In-state rival: Boise State
Sartorial conundrum: Idaho is, by an incredibly large margin, the second-best FBS program in its own state, which is about as bad as it sounds. Worse yet, it’s located in Moscow, Idaho, which is also about as bad as it sounds. And to top it off, everyone knows about the Broncos’ Smurf Turf, to the point where Andre 3000 found a way to rap about it in a song that’s mostly about strip clubs. Meanwhile, Idaho’s Kibbie Dome is the smallest stadium in FBS football and seriously looks like an empty Home Depot when you play NCAA Football 13.

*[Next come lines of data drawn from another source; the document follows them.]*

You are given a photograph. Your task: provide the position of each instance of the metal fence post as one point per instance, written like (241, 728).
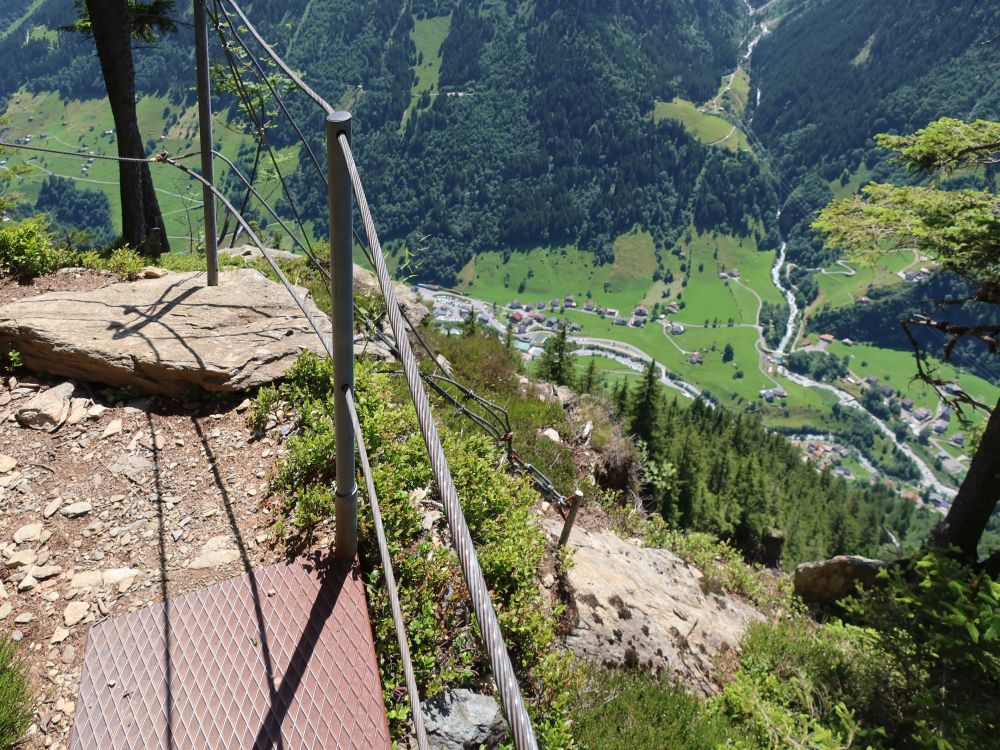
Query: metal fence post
(341, 201)
(205, 128)
(571, 518)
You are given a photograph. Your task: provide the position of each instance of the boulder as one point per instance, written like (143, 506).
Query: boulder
(646, 608)
(48, 409)
(463, 720)
(365, 284)
(166, 335)
(552, 435)
(828, 581)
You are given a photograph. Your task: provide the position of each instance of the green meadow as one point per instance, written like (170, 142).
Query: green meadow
(82, 126)
(704, 127)
(428, 35)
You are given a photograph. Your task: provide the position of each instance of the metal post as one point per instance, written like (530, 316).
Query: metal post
(341, 200)
(205, 127)
(571, 518)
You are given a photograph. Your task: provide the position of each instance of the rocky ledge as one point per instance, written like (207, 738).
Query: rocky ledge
(646, 608)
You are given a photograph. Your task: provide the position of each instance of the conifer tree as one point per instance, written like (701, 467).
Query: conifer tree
(555, 364)
(960, 230)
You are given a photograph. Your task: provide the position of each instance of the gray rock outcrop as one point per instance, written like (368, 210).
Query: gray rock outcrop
(828, 581)
(252, 252)
(462, 720)
(48, 409)
(645, 608)
(166, 335)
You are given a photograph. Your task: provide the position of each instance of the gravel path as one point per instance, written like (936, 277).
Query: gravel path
(120, 507)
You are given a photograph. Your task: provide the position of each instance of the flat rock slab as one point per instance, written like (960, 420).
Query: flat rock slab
(646, 608)
(167, 335)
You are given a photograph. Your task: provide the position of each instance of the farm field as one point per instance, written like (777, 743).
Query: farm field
(838, 288)
(84, 125)
(428, 35)
(705, 127)
(545, 273)
(897, 368)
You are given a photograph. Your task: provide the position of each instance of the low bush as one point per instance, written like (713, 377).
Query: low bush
(443, 636)
(15, 700)
(618, 710)
(26, 250)
(937, 623)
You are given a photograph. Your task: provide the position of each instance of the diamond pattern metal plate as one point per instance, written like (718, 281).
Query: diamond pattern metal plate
(279, 658)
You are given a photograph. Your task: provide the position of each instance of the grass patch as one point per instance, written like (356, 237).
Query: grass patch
(636, 711)
(702, 126)
(546, 273)
(75, 125)
(15, 700)
(428, 36)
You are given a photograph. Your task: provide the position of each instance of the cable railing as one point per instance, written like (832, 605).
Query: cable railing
(344, 185)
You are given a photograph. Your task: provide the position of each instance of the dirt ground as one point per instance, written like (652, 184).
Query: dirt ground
(136, 503)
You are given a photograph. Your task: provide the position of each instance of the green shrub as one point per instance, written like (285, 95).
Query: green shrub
(798, 684)
(938, 624)
(26, 250)
(15, 700)
(617, 710)
(444, 641)
(722, 566)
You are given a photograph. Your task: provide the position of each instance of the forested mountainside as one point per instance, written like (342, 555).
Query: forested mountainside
(524, 124)
(835, 72)
(831, 74)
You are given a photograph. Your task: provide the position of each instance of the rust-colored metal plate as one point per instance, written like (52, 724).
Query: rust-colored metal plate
(280, 658)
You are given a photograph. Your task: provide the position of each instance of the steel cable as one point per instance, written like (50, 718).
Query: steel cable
(390, 579)
(260, 246)
(503, 669)
(279, 62)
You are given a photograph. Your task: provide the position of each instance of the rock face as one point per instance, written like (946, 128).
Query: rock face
(645, 608)
(252, 252)
(828, 581)
(463, 720)
(49, 409)
(166, 335)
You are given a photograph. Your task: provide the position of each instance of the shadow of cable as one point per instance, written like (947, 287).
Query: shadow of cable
(333, 575)
(273, 696)
(164, 586)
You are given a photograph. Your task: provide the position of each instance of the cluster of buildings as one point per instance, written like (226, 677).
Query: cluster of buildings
(772, 394)
(828, 456)
(913, 277)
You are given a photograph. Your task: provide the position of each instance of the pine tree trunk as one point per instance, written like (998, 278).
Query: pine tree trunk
(142, 222)
(977, 497)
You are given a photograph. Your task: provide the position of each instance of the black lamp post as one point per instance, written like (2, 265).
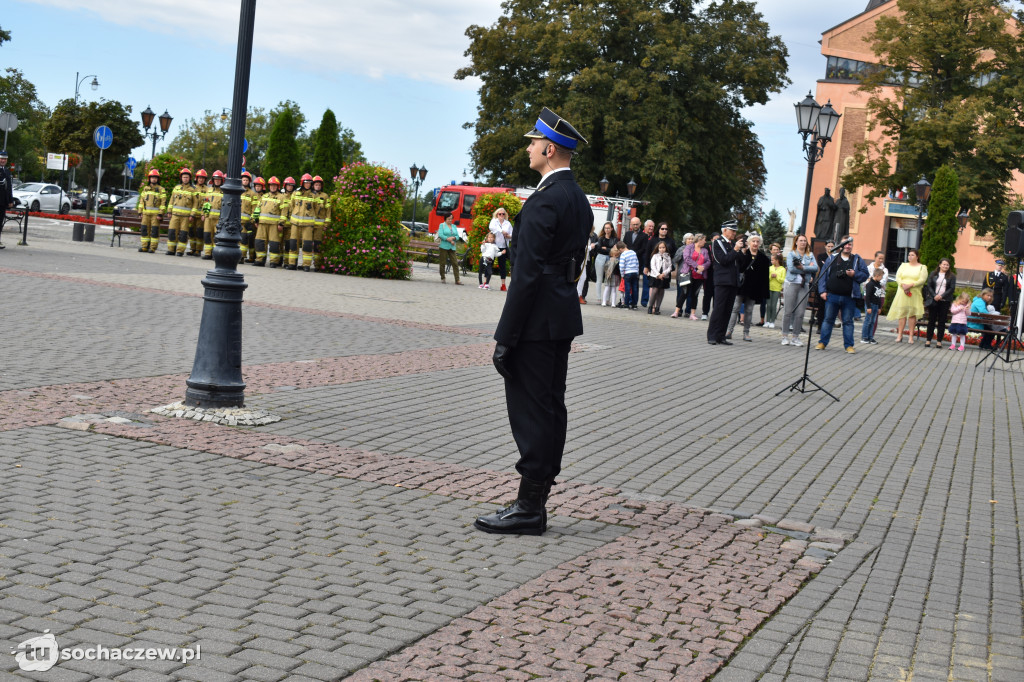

Solution: Does Idaho not realize it’s letting the most badass nickname in college football go to waste? See, the classy thing is to stress how “Vandal” is a reference to the Germanic people who sacked Rome back in the fifth century, but in a strange way, Idaho can differentiate itself by employing its common meaning. Why not utilize the “broken windows” theory and intimidate the competition with urban blight? Turn the Kibbie Dome into a vandalized, post-apocalyptic Home Depot rather than an empty one: burn marks on the turf, half-peeled stickers on opposing benches, unidentifiable sulfurous smells wafting in from the unknown, muttering dudes in trench coats … the possibilities are endless.
In-state rival: Michigan
Sartorial conundrum: “Under the Lights” fiasco aside, Michigan’s uniforms remain one of the most recognizable in all of sports; strong enough to withstand dubious usage at the University of Delaware and on PBS’s Square One. Meanwhile, the Spartans’ schematic reminds one more of the Gap’s fall clothing line: It’s mostly the same thing year after year, but they’ve moved a stripe or two in ways you can’t quite spot immediately.
Solution: To counter Michigan’s Adidas sponsorship, Sparty gets on some old-school hip-hop battling and strikes up a stunning corporate partnership with Puma and Kangol for uniforms emphasizing suede finishes, fat laces, and furry helmet linings to withstand the bitter East Lansing winters.